„Von den guten Dingen im Leben bekommst du wenig.“ Umso schöner, wenn mit House of Words gleich 20 großartige Minidramen an einem Abend genossen werden können. Das muss gefeiert werden – und 20 Jahre Wiener Wortstätten gleich mit.
Ein großer Tisch mit Sektpyramide, Kuchen und Geschenken: alles da. Das Bühnenbild bleibt gleich, nur die Anlässe wechseln. Von großen Umbrüchen wie einer Geburt oder dem Sturz des iranischen Regimes bis zur wöchentlichen Feier über eine neue Tatort-Folge (sorry, „blutige Täter“-Folge, wie die Serie im Stück heißt). Sogar die tägliche Ekstase eines Hundes über die heiß ersehnte Rückkehr des Herrchens ist Anlass genug. Zelebriert werden „gelungene Feiern und jene, die nichts wurden“, wie es im Stück heißt.
Es gibt immer was zu feiern
Alles, was gefeiert werden kann, wird gefeiert. Und das nicht zu knapp. Die verschiedenen Geschichten fließen ineinander und überlagern sich gegenseitig. Manche Charaktere begegnen dem Publikum mehrmals, manche gewähren nur einen kurzen Einblick in ihre Festlichkeiten, bevor sie die Tür wieder schließen und der Abend sich weiterdreht.
Eine Tür, die besonders hervorgehoben werden muss, ist die ins Foyer/zur Bar. Durch die schallert nämlich immer wieder kurz Musik, wenn Schauspieler*innen den Raum betreten, und man sich unweigerlich fragt, was da draußen parallel gefeiert wird. Das erzeugt echte Partystimmung, oder zumindest Nebenraum-von-der-Party-Stimmung.

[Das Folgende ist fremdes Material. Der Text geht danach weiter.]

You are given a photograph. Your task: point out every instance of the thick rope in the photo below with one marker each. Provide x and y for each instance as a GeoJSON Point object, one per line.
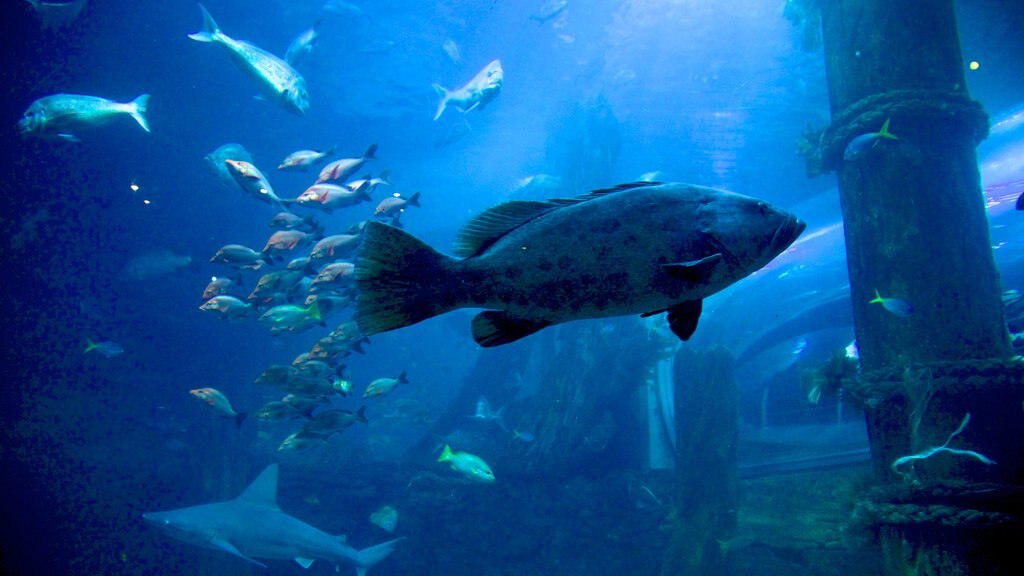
{"type": "Point", "coordinates": [823, 151]}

Die Bühne wird von einem großen Tisch mit langem weißen Tischtuch dominiert, hinter dem eine prunkvoll verzierte Stiege aufragt (die Fatty-George-Treppe ist übrigens im Theater am Werk Petersplatz fix verbaut und kann bei jeder Aufführung im großen Saal bestaunt werden). Am Ende wird von der Stiege aus auch der “Theatergott-Preis” verliehen und geht wohlverdient an die Wiener Wortstätten
Mit “House of Words” gelang die Verarbeitung von 20 Stücken in eine nur 100-minütige Collage. Rein rechnerisch wären das nur fünf Minuten pro Stück, in denen das Publikum abgeholt, durch die Szene geführt und auch wieder entlassen werden muss. Das so oft zu bewältigen, ist eine echte Meisterleistung. Thematisch sehr breit gefächert und in ihrer Form ebenso vielfältig, begegnen einem im Laufe des Abends Diskussionen, Monologe und Songs.
Wer steckt dahinter
Als ebenso klar gelungen kann man auch die Arbeit der Wiener Wortstätten beschreiben. Seit 20 Jahren fördern diese nämlich Theaterautor*innen und beschreiben sich selbst als „Vermittler zwischen Autor*innen und dem Theaterbetrieb“. Das machen sie zum Beispiel durch die Verleihung des exil-Dramatiker*innenpreises, der dieses Jahr an Yade Yasemin Önder ging. 2017 ging der Preis an Amir Gudarzi, von dem übrigens auch eines der 20 Minidramen stammt.
Seit 2022 gibt es auch das Drama Lab, bei dem Stückentwürfe eingereicht werden können und schlussendlich zu vollständigen Theaterstücken gemacht werden, wenn sie von der Jury ausgewählt wurden. Auch dieses Jahr gab es vier Autor*innen, deren Stücke aufgeführt wurden, die es jetzt auch in gedruckter Fassung zu kaufen gibt. Mit nur drei Aufführungen war “House of Words” so gesehen ein kurzes Geburtstagsgeschenk aus Auftragsstücken zur Feier des Jahres. Doch kein Grund für FOMO: Man darf sich sicherlich auf die Drama-Lab-Inszenierungen des nächsten Jahres freuen.